Sensors based on surface acoustic waves for influenza A detection

Sensors based on special sound waves known as surface acoustic waves (SAWs) are capable of detecting tiny amounts of antigens of influenza A viruses. These sensors have been developed by A*STAR, Singapore’s Agency for Science, Technology and Research, and have the potential to detect viral infections rapidly and reliably at the point-of-care, making them powerful tools for combating future pandemics.

Influenza, for most of us, is associated with a high fever and a few days in bed, but some forms of the disease can be deadly – in 2010, 2% of deaths in the United States were influenza-related. Of the three strains of influenza viruses – influenza A, B and C – it is influenza A that gives rise to major pandemics that break out periodically. Therefore, it is essential to be able to rapidly distinguish between the more dangerous influenza A and the other, more benign strains.

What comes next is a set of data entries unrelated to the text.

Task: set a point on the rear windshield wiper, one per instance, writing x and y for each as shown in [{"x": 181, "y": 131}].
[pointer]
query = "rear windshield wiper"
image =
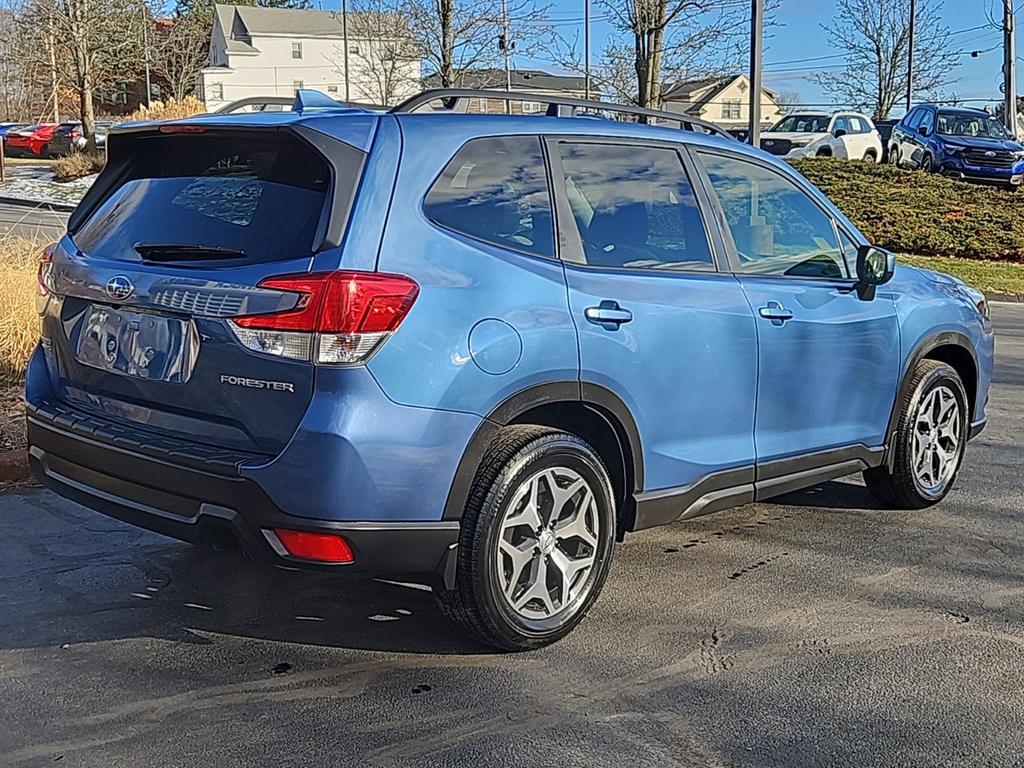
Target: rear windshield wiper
[{"x": 179, "y": 252}]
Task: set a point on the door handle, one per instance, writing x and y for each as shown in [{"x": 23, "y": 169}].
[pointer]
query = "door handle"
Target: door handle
[
  {"x": 774, "y": 311},
  {"x": 608, "y": 314}
]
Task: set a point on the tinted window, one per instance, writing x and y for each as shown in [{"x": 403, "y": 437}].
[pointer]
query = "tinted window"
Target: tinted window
[
  {"x": 259, "y": 195},
  {"x": 928, "y": 121},
  {"x": 634, "y": 207},
  {"x": 967, "y": 124},
  {"x": 496, "y": 189},
  {"x": 803, "y": 124},
  {"x": 777, "y": 227}
]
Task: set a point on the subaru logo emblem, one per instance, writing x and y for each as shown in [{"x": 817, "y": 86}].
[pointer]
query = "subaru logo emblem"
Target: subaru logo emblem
[{"x": 119, "y": 288}]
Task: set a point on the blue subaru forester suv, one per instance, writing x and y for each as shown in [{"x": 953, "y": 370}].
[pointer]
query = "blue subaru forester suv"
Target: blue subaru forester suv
[{"x": 479, "y": 348}]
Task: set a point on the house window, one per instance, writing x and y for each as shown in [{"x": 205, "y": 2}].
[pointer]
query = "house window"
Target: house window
[{"x": 730, "y": 109}]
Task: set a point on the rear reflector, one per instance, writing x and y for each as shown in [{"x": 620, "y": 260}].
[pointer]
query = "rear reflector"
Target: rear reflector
[
  {"x": 339, "y": 318},
  {"x": 317, "y": 547}
]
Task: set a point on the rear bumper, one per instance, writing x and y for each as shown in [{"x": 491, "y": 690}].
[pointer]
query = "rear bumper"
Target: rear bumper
[{"x": 201, "y": 507}]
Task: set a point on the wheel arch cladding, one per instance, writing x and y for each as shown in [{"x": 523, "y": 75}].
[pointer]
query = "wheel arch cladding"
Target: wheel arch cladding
[
  {"x": 593, "y": 413},
  {"x": 949, "y": 347}
]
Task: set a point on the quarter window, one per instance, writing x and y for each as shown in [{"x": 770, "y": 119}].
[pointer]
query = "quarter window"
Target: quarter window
[
  {"x": 496, "y": 189},
  {"x": 634, "y": 207},
  {"x": 776, "y": 226}
]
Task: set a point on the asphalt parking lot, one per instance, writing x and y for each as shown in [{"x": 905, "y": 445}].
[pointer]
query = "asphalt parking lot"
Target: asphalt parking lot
[{"x": 814, "y": 630}]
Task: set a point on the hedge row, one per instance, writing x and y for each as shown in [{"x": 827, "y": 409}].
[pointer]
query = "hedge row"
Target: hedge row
[{"x": 924, "y": 214}]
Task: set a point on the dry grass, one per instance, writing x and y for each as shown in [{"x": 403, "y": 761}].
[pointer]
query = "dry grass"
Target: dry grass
[
  {"x": 169, "y": 110},
  {"x": 18, "y": 321},
  {"x": 77, "y": 165}
]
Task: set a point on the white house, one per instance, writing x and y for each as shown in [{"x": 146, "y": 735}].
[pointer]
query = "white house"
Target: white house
[
  {"x": 723, "y": 100},
  {"x": 256, "y": 51}
]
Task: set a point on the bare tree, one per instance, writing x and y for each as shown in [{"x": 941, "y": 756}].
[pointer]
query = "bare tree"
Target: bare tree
[
  {"x": 87, "y": 46},
  {"x": 665, "y": 41},
  {"x": 458, "y": 36},
  {"x": 383, "y": 53},
  {"x": 181, "y": 52},
  {"x": 876, "y": 38}
]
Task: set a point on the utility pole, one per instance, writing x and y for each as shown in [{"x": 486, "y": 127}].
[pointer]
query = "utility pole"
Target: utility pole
[
  {"x": 506, "y": 44},
  {"x": 1010, "y": 67},
  {"x": 909, "y": 56},
  {"x": 53, "y": 74},
  {"x": 344, "y": 42},
  {"x": 586, "y": 48},
  {"x": 757, "y": 64},
  {"x": 145, "y": 54}
]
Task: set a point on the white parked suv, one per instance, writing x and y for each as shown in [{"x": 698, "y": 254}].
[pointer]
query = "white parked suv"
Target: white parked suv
[{"x": 850, "y": 135}]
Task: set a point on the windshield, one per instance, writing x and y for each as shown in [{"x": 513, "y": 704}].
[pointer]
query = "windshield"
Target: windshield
[
  {"x": 803, "y": 124},
  {"x": 961, "y": 124}
]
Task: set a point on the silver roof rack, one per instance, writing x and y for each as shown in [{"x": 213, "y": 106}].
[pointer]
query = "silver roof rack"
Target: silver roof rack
[{"x": 455, "y": 100}]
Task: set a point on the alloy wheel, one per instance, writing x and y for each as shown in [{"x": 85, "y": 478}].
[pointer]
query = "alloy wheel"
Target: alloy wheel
[
  {"x": 936, "y": 440},
  {"x": 547, "y": 545}
]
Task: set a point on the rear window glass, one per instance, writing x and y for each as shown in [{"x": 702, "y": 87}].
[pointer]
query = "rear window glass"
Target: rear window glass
[
  {"x": 496, "y": 189},
  {"x": 256, "y": 197}
]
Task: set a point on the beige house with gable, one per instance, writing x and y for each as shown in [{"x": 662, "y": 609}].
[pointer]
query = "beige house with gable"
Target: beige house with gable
[
  {"x": 260, "y": 51},
  {"x": 722, "y": 100}
]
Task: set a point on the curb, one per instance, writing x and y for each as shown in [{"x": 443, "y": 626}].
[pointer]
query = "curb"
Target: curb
[
  {"x": 14, "y": 468},
  {"x": 38, "y": 204}
]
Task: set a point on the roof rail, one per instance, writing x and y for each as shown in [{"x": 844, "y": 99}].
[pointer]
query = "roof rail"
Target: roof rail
[
  {"x": 304, "y": 99},
  {"x": 453, "y": 100}
]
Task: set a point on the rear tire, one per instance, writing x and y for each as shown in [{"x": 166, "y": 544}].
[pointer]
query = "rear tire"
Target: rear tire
[
  {"x": 931, "y": 435},
  {"x": 537, "y": 540}
]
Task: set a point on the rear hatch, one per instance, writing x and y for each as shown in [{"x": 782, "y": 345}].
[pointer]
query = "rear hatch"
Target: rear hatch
[{"x": 172, "y": 241}]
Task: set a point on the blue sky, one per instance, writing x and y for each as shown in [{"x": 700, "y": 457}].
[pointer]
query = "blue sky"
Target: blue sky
[{"x": 800, "y": 37}]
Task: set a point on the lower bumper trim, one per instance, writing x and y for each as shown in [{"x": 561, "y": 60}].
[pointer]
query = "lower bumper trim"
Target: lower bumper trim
[{"x": 201, "y": 508}]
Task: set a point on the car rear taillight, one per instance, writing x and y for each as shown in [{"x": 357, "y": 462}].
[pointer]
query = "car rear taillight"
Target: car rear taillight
[
  {"x": 43, "y": 272},
  {"x": 339, "y": 320}
]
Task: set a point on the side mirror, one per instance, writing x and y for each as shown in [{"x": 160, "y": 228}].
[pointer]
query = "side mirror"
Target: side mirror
[{"x": 875, "y": 267}]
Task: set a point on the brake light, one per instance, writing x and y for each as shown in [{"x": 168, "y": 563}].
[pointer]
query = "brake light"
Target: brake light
[
  {"x": 340, "y": 317},
  {"x": 182, "y": 129},
  {"x": 43, "y": 272},
  {"x": 318, "y": 547}
]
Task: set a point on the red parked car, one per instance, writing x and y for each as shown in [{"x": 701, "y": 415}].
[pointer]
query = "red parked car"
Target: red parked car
[{"x": 32, "y": 140}]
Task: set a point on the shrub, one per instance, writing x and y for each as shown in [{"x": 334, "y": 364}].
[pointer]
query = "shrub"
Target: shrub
[
  {"x": 921, "y": 213},
  {"x": 169, "y": 110},
  {"x": 77, "y": 165},
  {"x": 18, "y": 322}
]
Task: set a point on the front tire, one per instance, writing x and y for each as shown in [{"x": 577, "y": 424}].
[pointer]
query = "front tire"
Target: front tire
[
  {"x": 929, "y": 443},
  {"x": 536, "y": 542}
]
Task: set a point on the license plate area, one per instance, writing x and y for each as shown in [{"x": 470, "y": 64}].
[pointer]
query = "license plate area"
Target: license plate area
[{"x": 139, "y": 344}]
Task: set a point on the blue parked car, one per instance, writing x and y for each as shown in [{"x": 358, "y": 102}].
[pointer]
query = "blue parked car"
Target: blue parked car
[
  {"x": 964, "y": 143},
  {"x": 477, "y": 348}
]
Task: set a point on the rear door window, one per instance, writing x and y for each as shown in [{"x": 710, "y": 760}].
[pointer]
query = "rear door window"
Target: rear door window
[
  {"x": 496, "y": 189},
  {"x": 257, "y": 197},
  {"x": 634, "y": 207}
]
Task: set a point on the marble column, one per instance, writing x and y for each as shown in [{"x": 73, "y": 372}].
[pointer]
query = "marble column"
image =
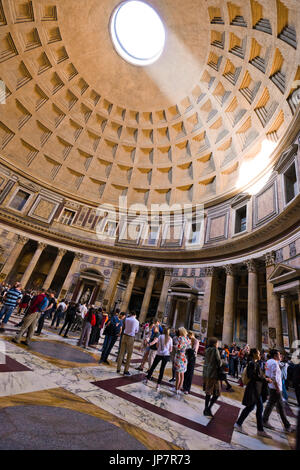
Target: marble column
[
  {"x": 68, "y": 280},
  {"x": 130, "y": 284},
  {"x": 147, "y": 296},
  {"x": 287, "y": 305},
  {"x": 209, "y": 304},
  {"x": 164, "y": 294},
  {"x": 112, "y": 286},
  {"x": 54, "y": 268},
  {"x": 253, "y": 323},
  {"x": 32, "y": 264},
  {"x": 229, "y": 305},
  {"x": 273, "y": 304},
  {"x": 13, "y": 257}
]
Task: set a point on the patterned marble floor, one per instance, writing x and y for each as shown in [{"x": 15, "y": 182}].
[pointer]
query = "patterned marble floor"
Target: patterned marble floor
[{"x": 53, "y": 373}]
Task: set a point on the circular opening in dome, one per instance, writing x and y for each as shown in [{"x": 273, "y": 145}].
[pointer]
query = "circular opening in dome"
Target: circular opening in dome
[{"x": 137, "y": 32}]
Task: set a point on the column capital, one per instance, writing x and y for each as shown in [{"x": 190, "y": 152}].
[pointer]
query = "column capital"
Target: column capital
[
  {"x": 251, "y": 265},
  {"x": 209, "y": 271},
  {"x": 270, "y": 258},
  {"x": 118, "y": 265},
  {"x": 22, "y": 240},
  {"x": 134, "y": 268},
  {"x": 61, "y": 252},
  {"x": 230, "y": 269},
  {"x": 42, "y": 245},
  {"x": 168, "y": 271}
]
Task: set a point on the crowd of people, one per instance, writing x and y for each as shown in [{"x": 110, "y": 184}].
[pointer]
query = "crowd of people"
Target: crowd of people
[{"x": 266, "y": 375}]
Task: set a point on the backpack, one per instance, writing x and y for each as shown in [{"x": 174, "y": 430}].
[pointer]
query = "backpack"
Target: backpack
[{"x": 245, "y": 378}]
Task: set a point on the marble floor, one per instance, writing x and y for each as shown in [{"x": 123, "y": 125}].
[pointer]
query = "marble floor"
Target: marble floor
[{"x": 55, "y": 395}]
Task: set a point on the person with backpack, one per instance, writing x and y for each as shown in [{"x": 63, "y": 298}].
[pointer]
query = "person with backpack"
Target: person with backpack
[
  {"x": 112, "y": 332},
  {"x": 37, "y": 305},
  {"x": 71, "y": 312},
  {"x": 255, "y": 395},
  {"x": 88, "y": 322},
  {"x": 164, "y": 349},
  {"x": 59, "y": 313}
]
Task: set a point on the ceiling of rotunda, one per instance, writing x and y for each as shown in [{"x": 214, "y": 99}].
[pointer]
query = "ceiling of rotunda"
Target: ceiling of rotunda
[{"x": 195, "y": 126}]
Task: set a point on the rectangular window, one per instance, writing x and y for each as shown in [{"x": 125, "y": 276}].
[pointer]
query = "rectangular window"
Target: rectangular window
[
  {"x": 240, "y": 220},
  {"x": 67, "y": 217},
  {"x": 19, "y": 200},
  {"x": 290, "y": 183}
]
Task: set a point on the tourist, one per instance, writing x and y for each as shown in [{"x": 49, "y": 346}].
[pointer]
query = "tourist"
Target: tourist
[
  {"x": 131, "y": 328},
  {"x": 103, "y": 321},
  {"x": 211, "y": 385},
  {"x": 95, "y": 334},
  {"x": 145, "y": 347},
  {"x": 164, "y": 349},
  {"x": 112, "y": 331},
  {"x": 174, "y": 337},
  {"x": 275, "y": 388},
  {"x": 47, "y": 313},
  {"x": 10, "y": 299},
  {"x": 191, "y": 354},
  {"x": 88, "y": 322},
  {"x": 24, "y": 302},
  {"x": 153, "y": 344},
  {"x": 180, "y": 360},
  {"x": 37, "y": 305},
  {"x": 59, "y": 313},
  {"x": 255, "y": 395},
  {"x": 71, "y": 312}
]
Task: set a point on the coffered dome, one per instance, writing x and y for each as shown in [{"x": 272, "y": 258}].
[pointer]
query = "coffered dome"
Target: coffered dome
[{"x": 197, "y": 125}]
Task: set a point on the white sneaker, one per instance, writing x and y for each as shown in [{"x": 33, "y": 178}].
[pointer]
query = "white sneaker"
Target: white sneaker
[{"x": 240, "y": 429}]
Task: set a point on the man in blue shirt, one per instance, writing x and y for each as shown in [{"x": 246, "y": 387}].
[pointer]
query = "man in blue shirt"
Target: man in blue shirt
[
  {"x": 11, "y": 299},
  {"x": 112, "y": 332}
]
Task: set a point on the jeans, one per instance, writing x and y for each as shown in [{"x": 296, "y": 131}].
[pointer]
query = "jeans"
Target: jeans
[
  {"x": 108, "y": 344},
  {"x": 6, "y": 311},
  {"x": 275, "y": 399},
  {"x": 259, "y": 411},
  {"x": 164, "y": 360}
]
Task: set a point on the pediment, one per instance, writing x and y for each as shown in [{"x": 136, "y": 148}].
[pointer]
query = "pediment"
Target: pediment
[{"x": 283, "y": 272}]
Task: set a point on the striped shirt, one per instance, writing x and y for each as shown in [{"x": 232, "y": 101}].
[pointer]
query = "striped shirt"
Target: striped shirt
[{"x": 12, "y": 296}]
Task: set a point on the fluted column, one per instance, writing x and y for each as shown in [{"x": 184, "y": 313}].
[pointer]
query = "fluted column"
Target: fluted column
[
  {"x": 54, "y": 268},
  {"x": 73, "y": 269},
  {"x": 229, "y": 305},
  {"x": 209, "y": 304},
  {"x": 147, "y": 296},
  {"x": 14, "y": 255},
  {"x": 130, "y": 284},
  {"x": 112, "y": 286},
  {"x": 32, "y": 264},
  {"x": 273, "y": 303},
  {"x": 164, "y": 294},
  {"x": 286, "y": 300},
  {"x": 253, "y": 323}
]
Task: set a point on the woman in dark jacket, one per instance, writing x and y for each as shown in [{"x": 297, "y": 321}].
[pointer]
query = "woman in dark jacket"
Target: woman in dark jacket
[
  {"x": 255, "y": 394},
  {"x": 211, "y": 369}
]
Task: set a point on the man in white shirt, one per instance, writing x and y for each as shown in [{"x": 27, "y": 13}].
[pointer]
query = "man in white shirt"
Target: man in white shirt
[
  {"x": 275, "y": 388},
  {"x": 83, "y": 310},
  {"x": 131, "y": 328}
]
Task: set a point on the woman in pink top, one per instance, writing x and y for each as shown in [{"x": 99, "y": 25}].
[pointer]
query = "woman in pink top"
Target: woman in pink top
[{"x": 191, "y": 354}]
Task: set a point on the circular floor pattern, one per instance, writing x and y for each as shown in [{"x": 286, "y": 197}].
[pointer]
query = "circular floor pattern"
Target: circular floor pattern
[
  {"x": 62, "y": 352},
  {"x": 51, "y": 428}
]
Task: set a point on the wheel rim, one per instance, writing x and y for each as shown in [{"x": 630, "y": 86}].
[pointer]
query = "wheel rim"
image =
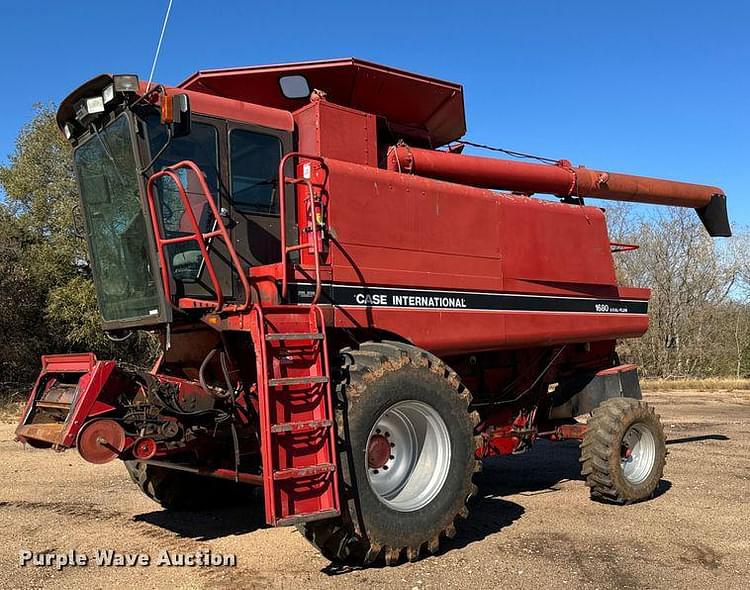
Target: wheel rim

Current influenza detection methods have their limitations. “Of the two conventional methods for detecting influenza A, one is non-quantitative, not specific enough, and often unreliable and inconclusive, whereas the other is time-consuming, expensive and requires trained professionals,” explains Kui Yao of A*STAR. To provide a better detection method, Yao and his co-workers produced their sensors by coating lithium niobate, a piezoelectric material, with silicon oxide. They then formed a bioactive surface by immobilising influenza A antibodies on the sensor.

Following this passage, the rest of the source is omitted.